Es humanamente comprensible y nada censurable que los trabajadores de La Naval exijan que el Gobierno vasco (o el español o el del Vaticano) rescaten el astillero con un pastizal público. Lo que no es de recibo es que lo hagan, impostando cabreo, representantes políticos que saben perfectamente que tal operación es del todo imposible. Y casi peor si no lo saben, lo que tampoco es descartable, dada la ignorancia enciclopédica acreditada por ciertos fans de los Simpson y otros voceros que creen que para conseguir lo que sea basta cerrar los ojos, desearlo muy fuerte y exigirlo amenazando con enfurruñarse mucho si no se satisfacen sus demandas.
Algún día superaremos este infantilismo reivindicador, pero en tanto lo hacemos, no queda otra que explicar con paciencia de profeta bíblico que al primer céntimo público que le cayera a la compañía, Europa saltaría al cuello y donde teníamos un problemón, tendríamos dos. Eso, por no hablar de las condiciones de la privatización que, como se ha repetido también hasta la saciedad, ponen en sánscrito cualquier intento de salvar la firma a cargo del presupuesto.

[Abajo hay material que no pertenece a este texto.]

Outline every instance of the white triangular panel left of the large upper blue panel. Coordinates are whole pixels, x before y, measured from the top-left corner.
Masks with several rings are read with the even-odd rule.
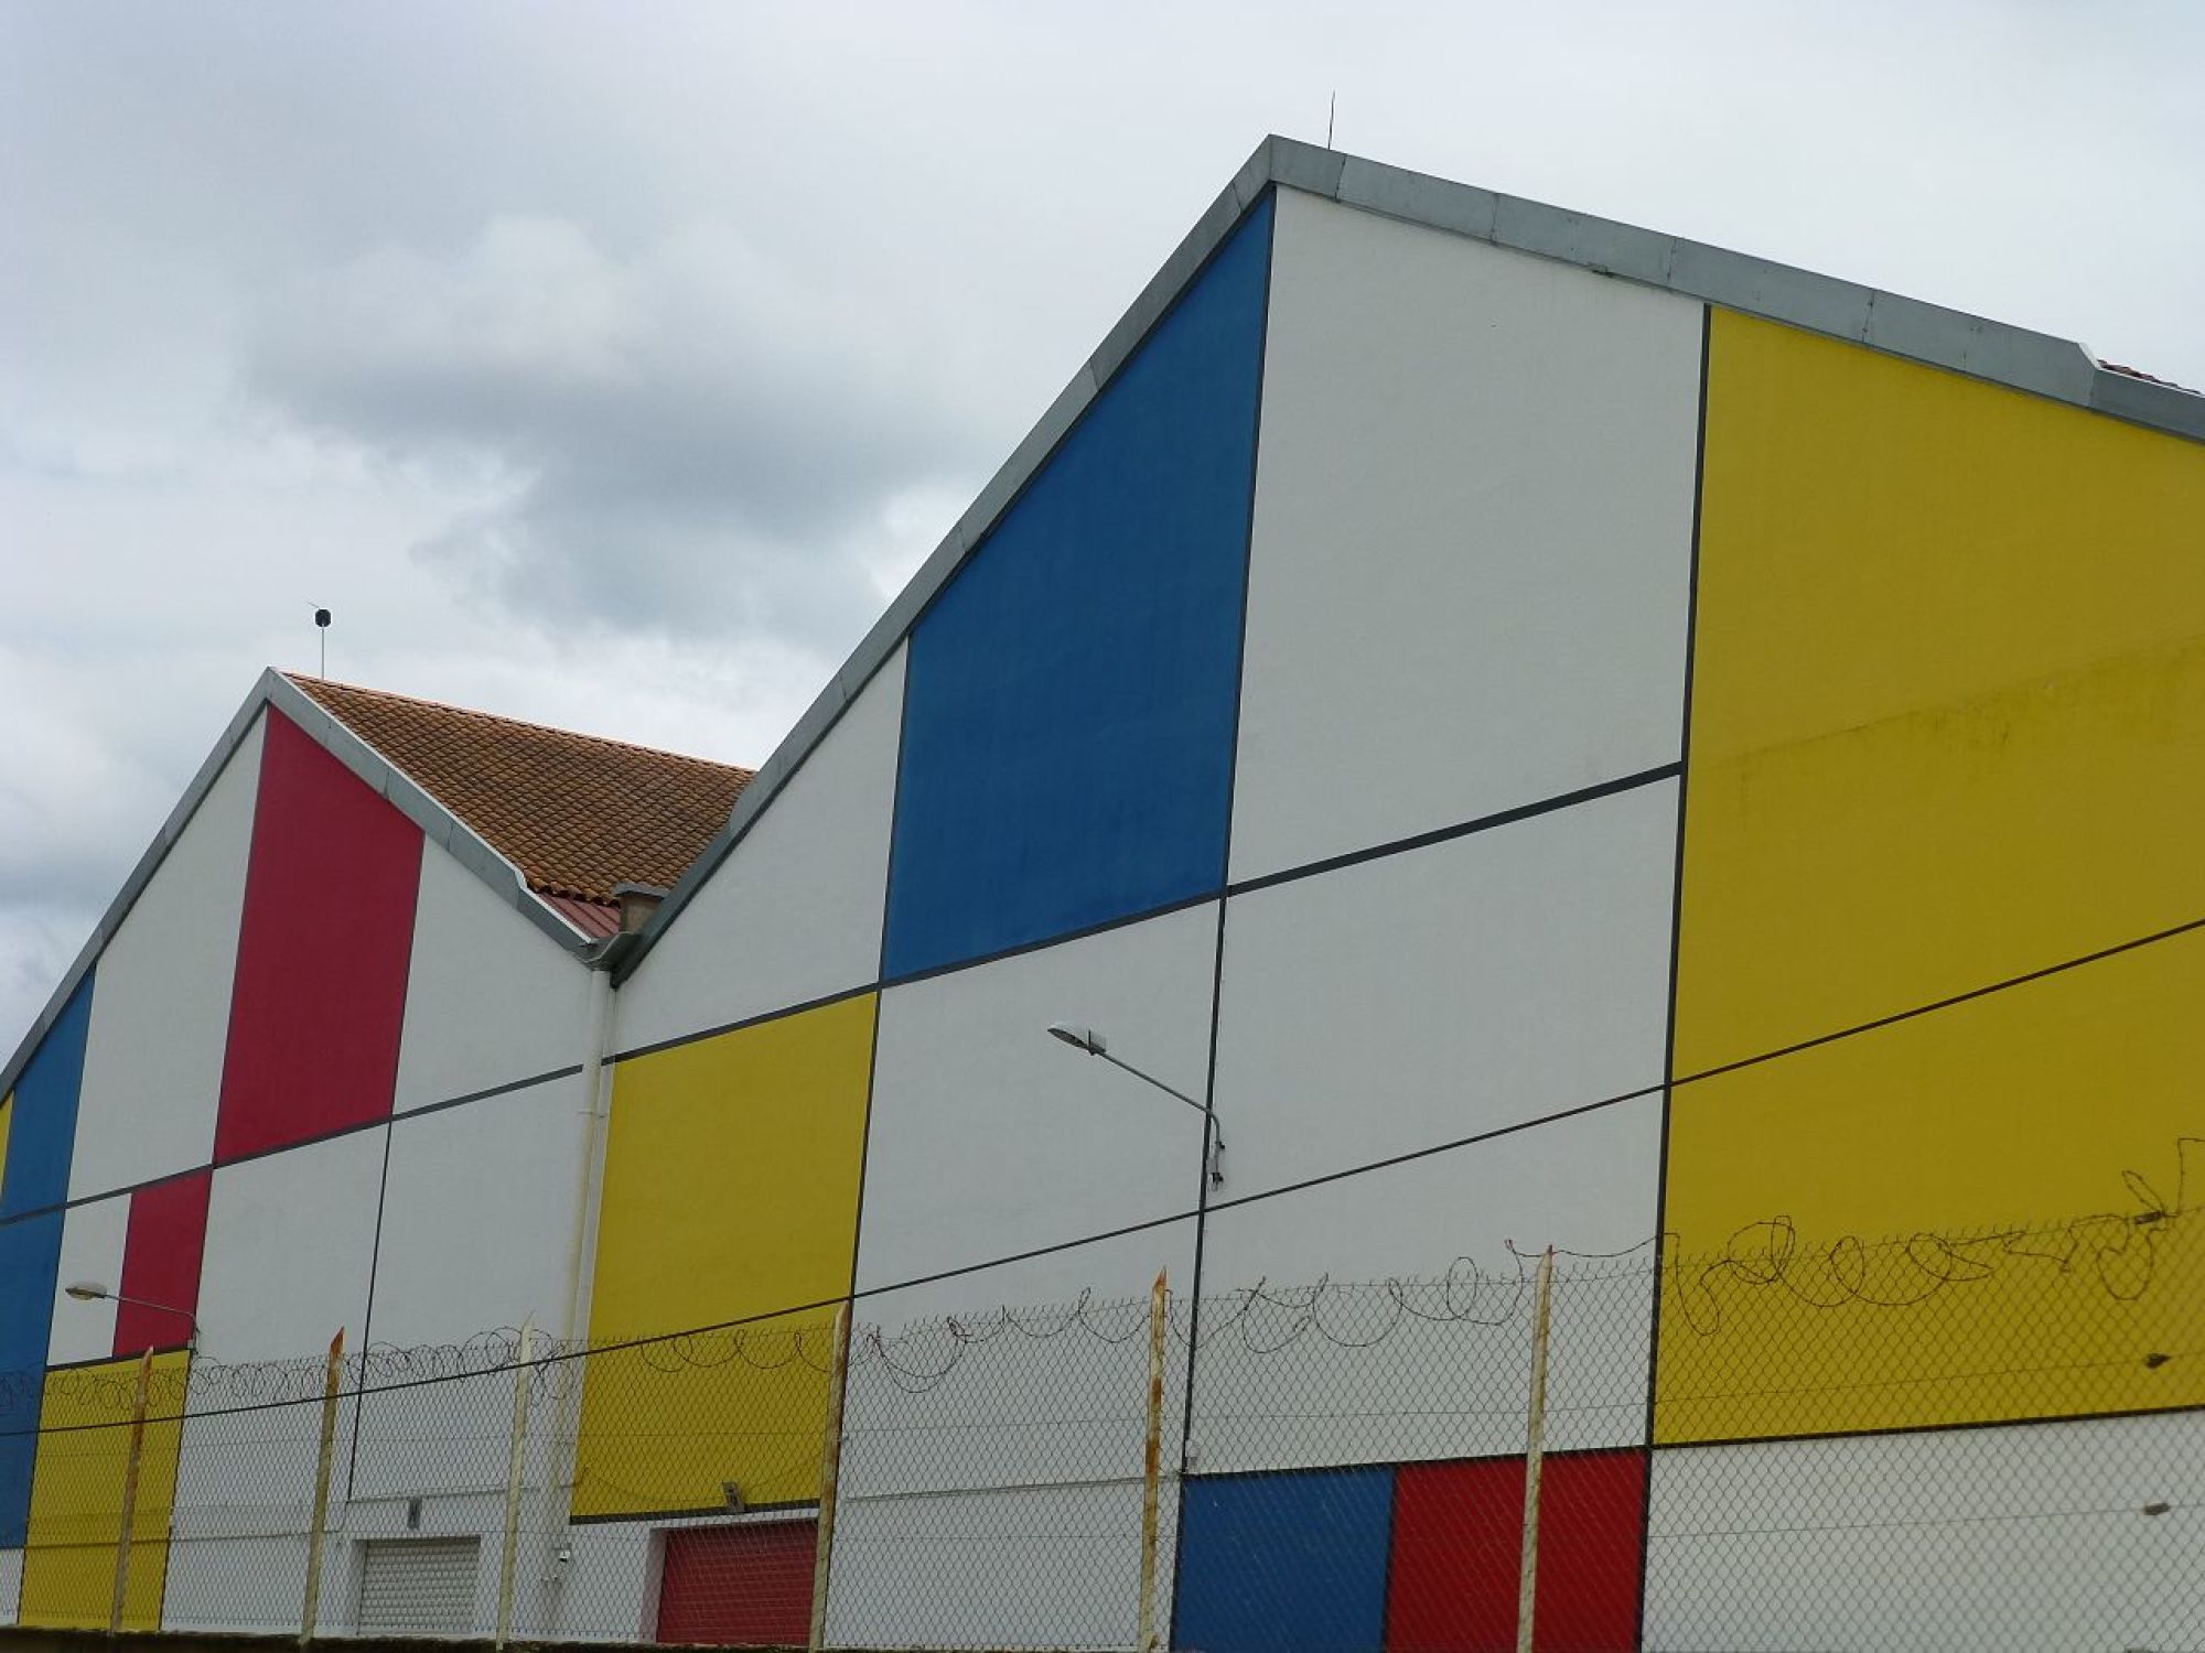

Y aquí es donde viene el definitivo baño de realidad. Porque una vez aclarado que no se puede, cabe preguntarse si se debe emplear paletadas de dinero de todos (la cifra sería estratosférica, además) para reflotar una firma que lleva tres decenios largos demostrando que es inviable por cuestiones puramente estructurales. Pregunten a los miles de trabajadores de las subcontratas, las sub-subcontratas, o las sub-sub-subcontratas, grandes olvidados y a la postre, verdaderos paganos de esta tragedia radiotelegrafiada.